A phone call “right out of the blue,” Jerry Zolten says, and next thing he knew he was working as a consultant and ultimately co-producer on a documentary about gospel singers, “especially quartets, postwar and into the 1950s” that would be a major influence on doo-wop, R&B, and soul. And now that effort, How They Got Over, will be screened in February at Penn State Altoona before it has even made the round of film festivals.
It was probably six or eight years ago, Zolten, associate professor of communication arts and sciences at Penn State Altoona, says, when filmmaker Robert Clem contacted him about the project. Zolten had written the book Great God A’Mighty! The Dixie Hummingbirds: Celebrating the Rise of Soul Gospel Music (Oxford University Press, 2003) and so was a logical choice for general consultant on the film. “He also asked me if I would appear on screen,” Zolten relates. “Of course I was willing!”
During his screen time Zolten explains the title: ”‘How they got over’ is not only a religious context but also about how they got over in life, how at the time when these artists were developing their music there were very few options for African Americans. They couldn’t get any respectable, rewarding work.” They had two options: “You could make a name through sports . . . or as a musical entertainer. [In the film] I talk about what motivated these artists to sing, how the business worked, and how gospel singing imbued a sense of honor and dignity . . . and that’s how they got over.”
To film the story Clem and occasionally Zolten traveled all over the country to interview performers and visit churches, buildings, street corners, and studios where history was made. The connection between black gospel and what is labeled “soul music” today is a familiar tale, with artists such as Aretha Franklin and James Brown getting their start singing gospel music. Sam Cooke, who has been called the “father of soul music,” grew up singing in church and then performed with gospel groups, including one called the Soul Stirrers, before crossing over into popular music with “You Send Me” in the late 1950s.

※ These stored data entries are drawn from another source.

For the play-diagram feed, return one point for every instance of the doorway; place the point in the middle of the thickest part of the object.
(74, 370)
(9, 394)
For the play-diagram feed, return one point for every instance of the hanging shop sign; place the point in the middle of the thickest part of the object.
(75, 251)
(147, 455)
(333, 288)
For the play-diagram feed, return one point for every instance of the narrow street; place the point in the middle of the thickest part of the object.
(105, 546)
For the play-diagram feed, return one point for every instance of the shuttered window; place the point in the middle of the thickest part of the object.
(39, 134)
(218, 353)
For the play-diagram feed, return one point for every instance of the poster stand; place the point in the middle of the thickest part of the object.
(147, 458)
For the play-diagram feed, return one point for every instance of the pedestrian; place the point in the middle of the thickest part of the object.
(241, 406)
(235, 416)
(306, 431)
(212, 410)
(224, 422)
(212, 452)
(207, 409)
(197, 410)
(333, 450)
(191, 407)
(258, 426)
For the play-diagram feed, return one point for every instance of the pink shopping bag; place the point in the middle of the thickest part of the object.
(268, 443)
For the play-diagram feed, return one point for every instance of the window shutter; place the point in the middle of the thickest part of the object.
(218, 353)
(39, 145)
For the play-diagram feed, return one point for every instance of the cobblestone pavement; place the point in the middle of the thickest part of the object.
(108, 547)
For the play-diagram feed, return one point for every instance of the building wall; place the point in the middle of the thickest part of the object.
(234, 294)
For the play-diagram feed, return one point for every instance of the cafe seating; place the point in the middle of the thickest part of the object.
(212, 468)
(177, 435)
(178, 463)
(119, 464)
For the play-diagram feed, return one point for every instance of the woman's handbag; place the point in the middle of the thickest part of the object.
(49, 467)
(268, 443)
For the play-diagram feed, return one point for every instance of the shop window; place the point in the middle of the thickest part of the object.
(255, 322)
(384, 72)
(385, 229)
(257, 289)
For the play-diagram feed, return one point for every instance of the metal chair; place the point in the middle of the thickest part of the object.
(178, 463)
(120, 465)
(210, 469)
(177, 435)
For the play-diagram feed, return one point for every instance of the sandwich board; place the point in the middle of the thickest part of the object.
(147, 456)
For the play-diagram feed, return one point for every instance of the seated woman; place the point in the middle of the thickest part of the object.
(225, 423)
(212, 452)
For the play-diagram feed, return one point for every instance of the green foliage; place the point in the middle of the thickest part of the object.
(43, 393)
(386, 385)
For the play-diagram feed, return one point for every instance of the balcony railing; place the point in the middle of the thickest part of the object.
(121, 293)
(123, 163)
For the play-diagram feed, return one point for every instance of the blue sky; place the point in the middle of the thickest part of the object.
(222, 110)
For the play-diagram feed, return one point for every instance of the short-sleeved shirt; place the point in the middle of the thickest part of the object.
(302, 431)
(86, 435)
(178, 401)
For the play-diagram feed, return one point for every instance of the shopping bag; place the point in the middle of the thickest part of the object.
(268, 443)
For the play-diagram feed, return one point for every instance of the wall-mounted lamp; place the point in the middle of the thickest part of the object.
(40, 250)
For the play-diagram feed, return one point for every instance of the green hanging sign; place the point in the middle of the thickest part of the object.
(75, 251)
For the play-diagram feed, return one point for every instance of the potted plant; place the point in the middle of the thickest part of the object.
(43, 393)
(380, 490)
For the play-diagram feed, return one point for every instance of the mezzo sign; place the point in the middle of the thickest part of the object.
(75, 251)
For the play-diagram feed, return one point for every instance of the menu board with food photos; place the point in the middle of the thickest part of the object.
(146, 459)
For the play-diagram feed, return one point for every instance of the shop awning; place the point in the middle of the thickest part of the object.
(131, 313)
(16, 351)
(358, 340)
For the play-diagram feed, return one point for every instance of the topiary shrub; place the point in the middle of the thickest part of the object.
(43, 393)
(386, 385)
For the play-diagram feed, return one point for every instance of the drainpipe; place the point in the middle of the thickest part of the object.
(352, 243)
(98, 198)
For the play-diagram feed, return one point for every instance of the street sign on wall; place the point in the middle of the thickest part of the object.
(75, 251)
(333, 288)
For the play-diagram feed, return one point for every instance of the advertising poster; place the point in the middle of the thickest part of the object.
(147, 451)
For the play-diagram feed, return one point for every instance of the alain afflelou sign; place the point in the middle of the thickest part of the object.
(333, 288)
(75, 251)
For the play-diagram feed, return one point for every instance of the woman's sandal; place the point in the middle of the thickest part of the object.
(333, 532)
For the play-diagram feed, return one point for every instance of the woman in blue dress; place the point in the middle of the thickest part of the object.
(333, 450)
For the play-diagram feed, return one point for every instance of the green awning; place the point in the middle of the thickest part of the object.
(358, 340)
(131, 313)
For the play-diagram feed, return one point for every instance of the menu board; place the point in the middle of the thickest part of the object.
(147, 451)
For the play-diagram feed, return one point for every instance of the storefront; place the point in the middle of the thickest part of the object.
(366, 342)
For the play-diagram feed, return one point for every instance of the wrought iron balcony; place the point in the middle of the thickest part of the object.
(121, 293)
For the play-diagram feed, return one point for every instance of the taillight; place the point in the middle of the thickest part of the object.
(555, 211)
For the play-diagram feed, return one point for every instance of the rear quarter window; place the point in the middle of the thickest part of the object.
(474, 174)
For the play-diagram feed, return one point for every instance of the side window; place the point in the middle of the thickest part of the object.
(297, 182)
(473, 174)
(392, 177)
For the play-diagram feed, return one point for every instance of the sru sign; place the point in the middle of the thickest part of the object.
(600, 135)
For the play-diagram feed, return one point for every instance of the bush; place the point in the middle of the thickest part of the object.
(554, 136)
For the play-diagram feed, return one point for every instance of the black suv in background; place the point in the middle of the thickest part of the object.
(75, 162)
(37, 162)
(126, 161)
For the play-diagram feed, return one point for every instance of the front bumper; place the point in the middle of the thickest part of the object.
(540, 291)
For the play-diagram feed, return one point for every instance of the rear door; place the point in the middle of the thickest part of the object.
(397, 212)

Going back to the original performers was important. “A beautiful thing about the film is that it’s packed with the real deal, the singers themselves, the legends. Thank goodness we did because so many of them are no longer with us—Ira Tucker of the Dixie Hummingbirds, Joe Ligon of the Mighty Clouds of Joy, and soul singer extraordinaire Otis Clay, a major figure in R&B.” Zolten says “one of the most exciting trips” was “to Chicago to interview Willie Rogers, one of the last surviving members of Sam Cooke’s Soul Stirrers.” They also filmed Ira Tucker in the small schoolhouse building where he went to school in Spartanburg, SC.

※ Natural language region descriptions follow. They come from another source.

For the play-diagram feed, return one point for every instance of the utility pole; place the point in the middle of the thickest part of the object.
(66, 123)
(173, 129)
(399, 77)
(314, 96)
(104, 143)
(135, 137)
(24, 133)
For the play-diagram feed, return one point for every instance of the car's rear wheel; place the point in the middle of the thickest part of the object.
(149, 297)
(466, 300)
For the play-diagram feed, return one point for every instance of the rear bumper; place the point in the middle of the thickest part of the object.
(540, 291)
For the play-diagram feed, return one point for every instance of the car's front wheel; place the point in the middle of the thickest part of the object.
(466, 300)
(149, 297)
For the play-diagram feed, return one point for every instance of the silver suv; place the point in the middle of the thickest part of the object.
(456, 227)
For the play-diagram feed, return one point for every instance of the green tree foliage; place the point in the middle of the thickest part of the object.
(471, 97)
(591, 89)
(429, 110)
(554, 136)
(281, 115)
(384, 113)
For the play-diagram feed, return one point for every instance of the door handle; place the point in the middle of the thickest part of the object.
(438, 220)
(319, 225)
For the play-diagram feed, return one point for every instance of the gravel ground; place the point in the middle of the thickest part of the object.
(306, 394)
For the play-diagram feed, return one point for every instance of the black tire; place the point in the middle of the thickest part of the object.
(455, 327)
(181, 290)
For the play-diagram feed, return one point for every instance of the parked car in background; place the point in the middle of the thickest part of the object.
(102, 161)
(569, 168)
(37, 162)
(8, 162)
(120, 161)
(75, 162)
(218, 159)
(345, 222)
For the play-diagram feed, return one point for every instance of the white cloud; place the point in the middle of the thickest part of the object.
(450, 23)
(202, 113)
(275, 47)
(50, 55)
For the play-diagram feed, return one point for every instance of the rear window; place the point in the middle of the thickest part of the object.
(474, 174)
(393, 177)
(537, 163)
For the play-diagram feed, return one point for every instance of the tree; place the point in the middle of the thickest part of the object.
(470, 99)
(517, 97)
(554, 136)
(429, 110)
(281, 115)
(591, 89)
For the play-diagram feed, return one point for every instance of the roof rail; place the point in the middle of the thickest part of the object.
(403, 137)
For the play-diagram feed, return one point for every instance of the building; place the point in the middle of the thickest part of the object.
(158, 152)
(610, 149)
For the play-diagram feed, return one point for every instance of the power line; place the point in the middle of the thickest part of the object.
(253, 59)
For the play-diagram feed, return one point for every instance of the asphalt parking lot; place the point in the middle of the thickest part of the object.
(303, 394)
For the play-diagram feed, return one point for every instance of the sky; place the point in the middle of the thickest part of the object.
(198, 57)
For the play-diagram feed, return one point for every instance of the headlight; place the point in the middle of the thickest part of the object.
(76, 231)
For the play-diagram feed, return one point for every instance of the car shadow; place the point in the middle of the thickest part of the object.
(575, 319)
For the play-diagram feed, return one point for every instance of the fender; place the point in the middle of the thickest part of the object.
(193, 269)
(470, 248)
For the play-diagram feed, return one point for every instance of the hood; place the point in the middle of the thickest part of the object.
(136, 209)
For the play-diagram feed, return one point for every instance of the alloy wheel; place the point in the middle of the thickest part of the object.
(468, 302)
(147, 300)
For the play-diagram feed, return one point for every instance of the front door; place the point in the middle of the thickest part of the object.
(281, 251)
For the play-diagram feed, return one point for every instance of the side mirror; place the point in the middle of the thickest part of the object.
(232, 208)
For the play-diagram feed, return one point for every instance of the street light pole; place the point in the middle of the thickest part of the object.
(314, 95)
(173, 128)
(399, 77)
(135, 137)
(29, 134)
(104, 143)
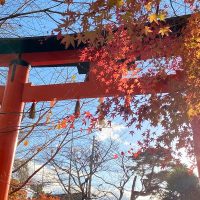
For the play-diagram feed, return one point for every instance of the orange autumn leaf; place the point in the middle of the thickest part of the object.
(52, 103)
(26, 143)
(153, 18)
(164, 31)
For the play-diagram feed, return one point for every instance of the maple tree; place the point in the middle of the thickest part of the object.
(125, 33)
(134, 39)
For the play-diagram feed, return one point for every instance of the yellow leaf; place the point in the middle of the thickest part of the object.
(153, 18)
(120, 3)
(147, 30)
(148, 6)
(165, 31)
(25, 142)
(74, 78)
(162, 16)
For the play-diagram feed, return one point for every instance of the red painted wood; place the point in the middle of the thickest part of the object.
(12, 108)
(1, 93)
(195, 123)
(90, 89)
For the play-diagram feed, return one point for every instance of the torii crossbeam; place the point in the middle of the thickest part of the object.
(19, 55)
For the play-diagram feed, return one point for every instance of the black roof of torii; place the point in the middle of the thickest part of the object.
(48, 44)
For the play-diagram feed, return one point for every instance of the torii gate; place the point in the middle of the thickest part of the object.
(19, 54)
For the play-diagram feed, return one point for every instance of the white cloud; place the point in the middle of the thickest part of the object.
(110, 133)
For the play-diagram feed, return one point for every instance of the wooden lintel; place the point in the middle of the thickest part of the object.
(44, 58)
(92, 89)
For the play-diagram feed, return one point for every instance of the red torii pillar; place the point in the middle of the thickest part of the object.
(10, 119)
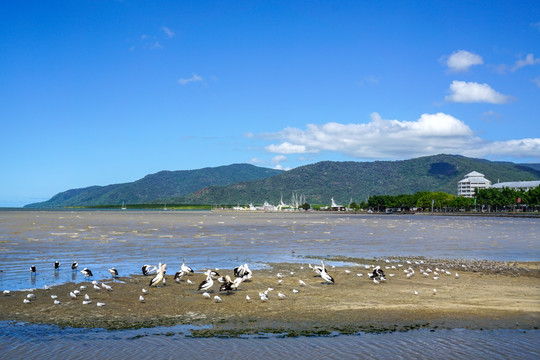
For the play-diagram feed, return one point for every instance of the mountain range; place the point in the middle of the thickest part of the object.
(241, 184)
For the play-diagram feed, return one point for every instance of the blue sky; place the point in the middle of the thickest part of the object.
(99, 92)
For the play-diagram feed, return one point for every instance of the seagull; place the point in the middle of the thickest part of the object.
(86, 272)
(114, 272)
(228, 285)
(186, 268)
(206, 284)
(148, 269)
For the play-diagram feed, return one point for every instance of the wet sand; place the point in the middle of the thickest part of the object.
(484, 296)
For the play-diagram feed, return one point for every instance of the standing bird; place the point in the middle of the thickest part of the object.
(186, 269)
(114, 272)
(160, 275)
(86, 272)
(206, 284)
(148, 269)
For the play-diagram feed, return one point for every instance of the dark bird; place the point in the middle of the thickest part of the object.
(86, 272)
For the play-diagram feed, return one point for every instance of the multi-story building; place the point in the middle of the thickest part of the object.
(472, 181)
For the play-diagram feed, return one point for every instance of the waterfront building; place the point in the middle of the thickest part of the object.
(472, 181)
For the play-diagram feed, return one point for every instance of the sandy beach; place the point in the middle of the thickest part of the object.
(484, 295)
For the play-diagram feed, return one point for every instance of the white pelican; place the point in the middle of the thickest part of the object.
(114, 272)
(159, 276)
(148, 269)
(207, 283)
(186, 269)
(106, 287)
(178, 276)
(86, 272)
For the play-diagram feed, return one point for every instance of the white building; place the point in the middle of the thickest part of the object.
(518, 185)
(471, 182)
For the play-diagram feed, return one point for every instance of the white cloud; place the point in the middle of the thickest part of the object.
(471, 92)
(528, 61)
(462, 60)
(194, 78)
(394, 139)
(168, 31)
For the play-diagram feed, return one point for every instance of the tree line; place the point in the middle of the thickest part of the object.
(491, 199)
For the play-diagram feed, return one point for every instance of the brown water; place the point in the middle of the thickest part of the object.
(128, 239)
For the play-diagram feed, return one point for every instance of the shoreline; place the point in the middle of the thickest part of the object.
(484, 295)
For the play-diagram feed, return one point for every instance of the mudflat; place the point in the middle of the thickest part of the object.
(452, 294)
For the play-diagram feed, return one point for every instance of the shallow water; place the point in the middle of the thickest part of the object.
(37, 342)
(128, 239)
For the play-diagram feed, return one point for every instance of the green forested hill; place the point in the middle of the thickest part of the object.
(161, 185)
(357, 180)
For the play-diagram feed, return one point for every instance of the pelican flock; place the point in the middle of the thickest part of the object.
(228, 285)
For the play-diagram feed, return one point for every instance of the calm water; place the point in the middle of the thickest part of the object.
(128, 239)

One of the issues often faced when researching roots music performances is finding filmed material. In this instance, however, television provided a rich resource. “There was a syndicated show popular within the African American community called TV Gospel Time, which originated from a different city every week around the country,” Zolten explains. “They captured on film performances by historically important groups at the top of their careers—stunning performances from people like Reverend Claude Jeter, whose use of the phrase ‘bridge over troubled water’ inspired Paul Simon some years later, and Sister Rosetta Tharp [called the godmother of rock and roll]. The film is chock full of classic vintage performance clips by some of the most important groups in the genre.”

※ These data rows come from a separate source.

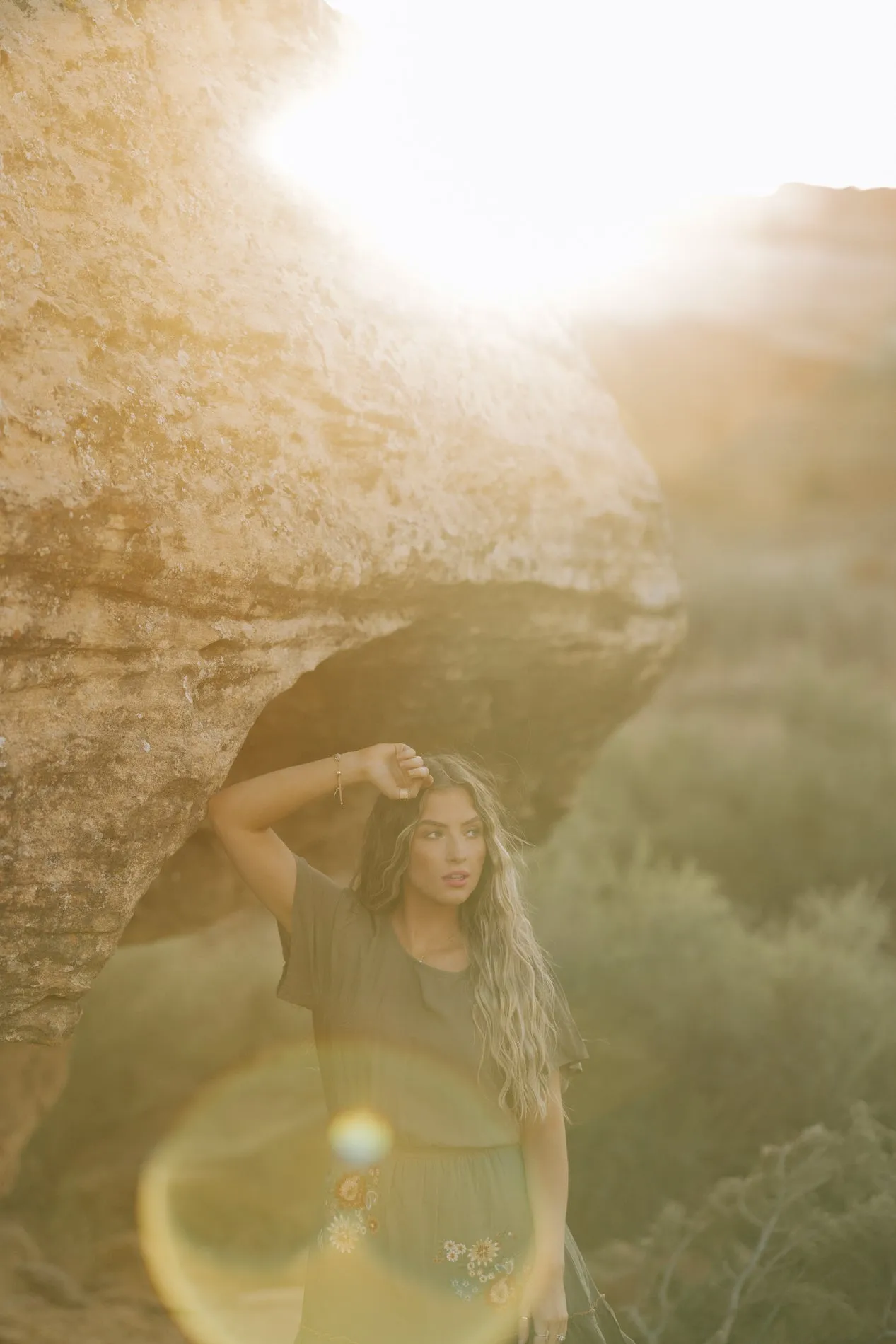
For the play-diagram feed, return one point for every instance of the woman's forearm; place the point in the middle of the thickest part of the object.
(547, 1174)
(257, 804)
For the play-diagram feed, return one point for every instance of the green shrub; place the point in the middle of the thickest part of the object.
(801, 1250)
(775, 779)
(709, 1038)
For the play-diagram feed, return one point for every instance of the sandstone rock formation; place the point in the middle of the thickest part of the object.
(253, 512)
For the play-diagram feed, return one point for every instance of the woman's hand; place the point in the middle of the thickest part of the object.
(394, 766)
(546, 1308)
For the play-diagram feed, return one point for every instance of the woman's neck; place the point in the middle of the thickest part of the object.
(429, 929)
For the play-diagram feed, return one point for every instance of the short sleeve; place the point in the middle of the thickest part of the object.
(570, 1050)
(308, 942)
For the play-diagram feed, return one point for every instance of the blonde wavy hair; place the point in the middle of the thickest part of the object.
(515, 994)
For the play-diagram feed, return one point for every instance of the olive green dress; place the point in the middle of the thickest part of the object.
(425, 1232)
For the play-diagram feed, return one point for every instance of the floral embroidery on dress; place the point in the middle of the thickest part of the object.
(489, 1269)
(351, 1196)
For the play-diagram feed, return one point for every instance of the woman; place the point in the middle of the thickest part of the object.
(442, 1036)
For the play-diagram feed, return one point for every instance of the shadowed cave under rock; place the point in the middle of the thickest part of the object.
(527, 678)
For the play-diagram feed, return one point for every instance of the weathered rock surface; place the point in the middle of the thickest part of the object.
(254, 514)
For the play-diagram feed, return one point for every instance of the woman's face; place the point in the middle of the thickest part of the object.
(448, 848)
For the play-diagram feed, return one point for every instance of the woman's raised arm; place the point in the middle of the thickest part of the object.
(243, 813)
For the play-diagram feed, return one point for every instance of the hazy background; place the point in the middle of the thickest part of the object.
(719, 902)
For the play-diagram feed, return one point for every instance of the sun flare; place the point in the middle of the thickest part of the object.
(496, 153)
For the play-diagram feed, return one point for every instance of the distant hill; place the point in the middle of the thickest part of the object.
(757, 367)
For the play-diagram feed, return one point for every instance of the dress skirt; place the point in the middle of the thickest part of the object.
(431, 1246)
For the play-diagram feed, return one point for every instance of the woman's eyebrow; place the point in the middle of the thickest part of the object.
(429, 821)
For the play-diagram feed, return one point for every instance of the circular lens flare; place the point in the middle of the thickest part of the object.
(361, 1136)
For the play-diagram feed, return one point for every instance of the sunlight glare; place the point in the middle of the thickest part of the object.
(516, 153)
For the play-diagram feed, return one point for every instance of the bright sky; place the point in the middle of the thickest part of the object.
(511, 151)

In addition to Zolten, the film has two other local connections. James Albanese, lecturer in communications at Penn State Altoona, served as executive producer, and JR DiAndrea of DiAndrea Media is credited as a production partner. Albanese and DiAndrea will join Zolten and Clem at the first public screening of How They Got Over, 7 pm on February 16 in the Wolf-Kuhn Theater in the Misciagna building. Following the showing, the four will participate in an audience Q&A.